The Johns Hopkins University, Departments of Mechanical Engineering, Biomedical Engineering and Oncology;
September 29th, 2017- Fall Seminar
Time and Location: Noon in Meyerhoff Chemistry, Room 120
Discerning Rare Disease Biomarkers by Micro- and Nanotechnologies
Genomic analysis of biomarkers, including genetic markers such as point mutations and epigenetic markers such as DNA methylation, has become a central theme in modern disease diagnosis and prognosis. Recently there is an increasing interest in using confocal single-molecule spectroscopy (SMS) for genomic detection. The driving force not only comes from its ultrahigh sensitivity that allows detection of low-abundance nucleic acids without the need for amplification but also from its potential in achieving high-accuracy quantification of rare targets via single-molecule sorting.

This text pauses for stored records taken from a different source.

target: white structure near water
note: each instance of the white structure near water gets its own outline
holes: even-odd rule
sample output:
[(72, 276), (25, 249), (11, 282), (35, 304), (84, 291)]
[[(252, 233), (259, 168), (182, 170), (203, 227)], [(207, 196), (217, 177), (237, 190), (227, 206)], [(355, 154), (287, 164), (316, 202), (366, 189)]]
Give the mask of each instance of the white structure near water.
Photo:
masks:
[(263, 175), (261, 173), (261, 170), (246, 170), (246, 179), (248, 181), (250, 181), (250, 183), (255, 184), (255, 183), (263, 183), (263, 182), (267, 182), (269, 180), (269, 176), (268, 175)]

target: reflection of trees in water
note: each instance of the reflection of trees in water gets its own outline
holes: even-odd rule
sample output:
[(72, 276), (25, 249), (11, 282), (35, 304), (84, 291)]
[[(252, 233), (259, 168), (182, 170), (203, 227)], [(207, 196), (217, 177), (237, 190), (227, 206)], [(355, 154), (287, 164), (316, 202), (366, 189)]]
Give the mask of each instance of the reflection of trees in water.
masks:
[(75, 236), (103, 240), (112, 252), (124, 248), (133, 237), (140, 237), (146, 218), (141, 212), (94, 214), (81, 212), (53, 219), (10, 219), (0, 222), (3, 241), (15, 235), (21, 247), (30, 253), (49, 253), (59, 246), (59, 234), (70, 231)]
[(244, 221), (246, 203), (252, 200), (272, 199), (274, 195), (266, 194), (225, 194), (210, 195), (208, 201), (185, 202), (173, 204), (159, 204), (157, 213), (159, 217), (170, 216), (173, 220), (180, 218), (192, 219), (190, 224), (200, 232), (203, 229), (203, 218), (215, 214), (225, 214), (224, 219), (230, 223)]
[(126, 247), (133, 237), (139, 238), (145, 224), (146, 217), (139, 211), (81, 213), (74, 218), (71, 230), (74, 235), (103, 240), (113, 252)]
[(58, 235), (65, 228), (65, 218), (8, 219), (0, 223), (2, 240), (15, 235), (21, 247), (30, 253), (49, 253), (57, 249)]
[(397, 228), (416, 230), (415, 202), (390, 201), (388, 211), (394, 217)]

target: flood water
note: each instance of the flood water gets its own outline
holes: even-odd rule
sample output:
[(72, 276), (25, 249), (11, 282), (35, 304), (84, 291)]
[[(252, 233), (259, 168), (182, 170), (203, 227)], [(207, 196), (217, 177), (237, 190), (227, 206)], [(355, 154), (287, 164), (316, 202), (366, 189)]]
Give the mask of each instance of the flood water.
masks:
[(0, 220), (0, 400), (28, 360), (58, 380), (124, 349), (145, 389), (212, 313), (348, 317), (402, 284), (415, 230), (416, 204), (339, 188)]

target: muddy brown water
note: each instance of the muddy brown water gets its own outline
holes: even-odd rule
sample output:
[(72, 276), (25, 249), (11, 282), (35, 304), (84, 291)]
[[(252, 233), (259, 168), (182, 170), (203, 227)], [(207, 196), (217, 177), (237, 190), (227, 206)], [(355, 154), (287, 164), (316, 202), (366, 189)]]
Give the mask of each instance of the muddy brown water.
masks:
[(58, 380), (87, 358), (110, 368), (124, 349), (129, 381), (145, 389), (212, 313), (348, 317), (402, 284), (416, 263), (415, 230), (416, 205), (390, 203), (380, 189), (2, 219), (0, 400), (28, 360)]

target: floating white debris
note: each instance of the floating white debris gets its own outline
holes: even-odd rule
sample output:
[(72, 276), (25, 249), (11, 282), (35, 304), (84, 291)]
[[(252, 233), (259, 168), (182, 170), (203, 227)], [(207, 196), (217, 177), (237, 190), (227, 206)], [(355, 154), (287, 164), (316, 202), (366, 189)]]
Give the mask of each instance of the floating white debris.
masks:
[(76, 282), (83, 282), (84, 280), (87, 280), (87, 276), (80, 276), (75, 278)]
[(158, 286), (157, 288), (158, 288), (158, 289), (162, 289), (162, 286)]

DNA extraction and processing is a critical first step that underpins nearly all of genetic and epigenetic biomarker analyses. We develop a silica coated nanomembrane that contains a high density of nanoscale folds, wrinkles, and creases. The nanoscale surface topography enables high surface area silica based DNA extraction while eliminating column or particle based shear forces to facilitate high yield and high purity DNA recovery with exceptional DNA quality. On the other hand, microfluidic technologies offer an exciting opportunity to realize the use of biomarkers in routine clinical settings via the development of miniaturized diagnostic systems. These platforms may function as portable bench-top environments that dramatically shorten the transition of a bench-top assay into a point-of-care format. We have developed highly sensitive, quantitative and clinically relevant technologies for analysis of genomic markers based on the convergence of SMS, microfluidic manipulations, and silica nanomaterials. Extraordinary performances of these new technologies have been exemplified by analysis of a variety of biomarkers including point mutations, DNA integrity and DNA methylation in clinical samples.
Jeff Wang is a professor in the Department of Mechanical Engineering, where he has served on the faculty since 2002. He earned his bachelor’s and master’s degrees from National Taiwan University in 1988 and 1994, and his doctorate from University of California, Los Angeles in 2002, all in mechanical engineering. His research focuses on the development of new technologies for molecular analysis and biomedical research via advances in micro- and nano-scale sciences. He has contributed to developments in single-molecule fluorescence spectroscopy, microfluidics and nano-biosensors for genetic and epigenetic biomarker-based diagnostics of cancer, infectious disease and an array of other diseases. Wang also has taken the leading role in the development of quantum dot-fluorescence resonance energy transfer (QD-FRET) DNA nanosensors, which have been used to detect a variety of cancer biomarkers, including point mutations, DNA methylation and gene copy variations in clinical laboratories. In addition, he has pioneered the development of single molecule detection (SMD) technologies for biomarker screening. Wang is an inventor of 20 patents, and has authored more than 100 research articles and more than 120 abstracts and oral presentations. He received the NSF CAREER Award in 2006, CSR Jorge Heller Award in 2007, ASGR Excellence in Research Award in 2007, the JALA Ten Award in 2011, and several Best Paper Awards in technical conferences and workshops. He is a Fellow of the American Institute for Medical and Biological Engineering (AIMBE).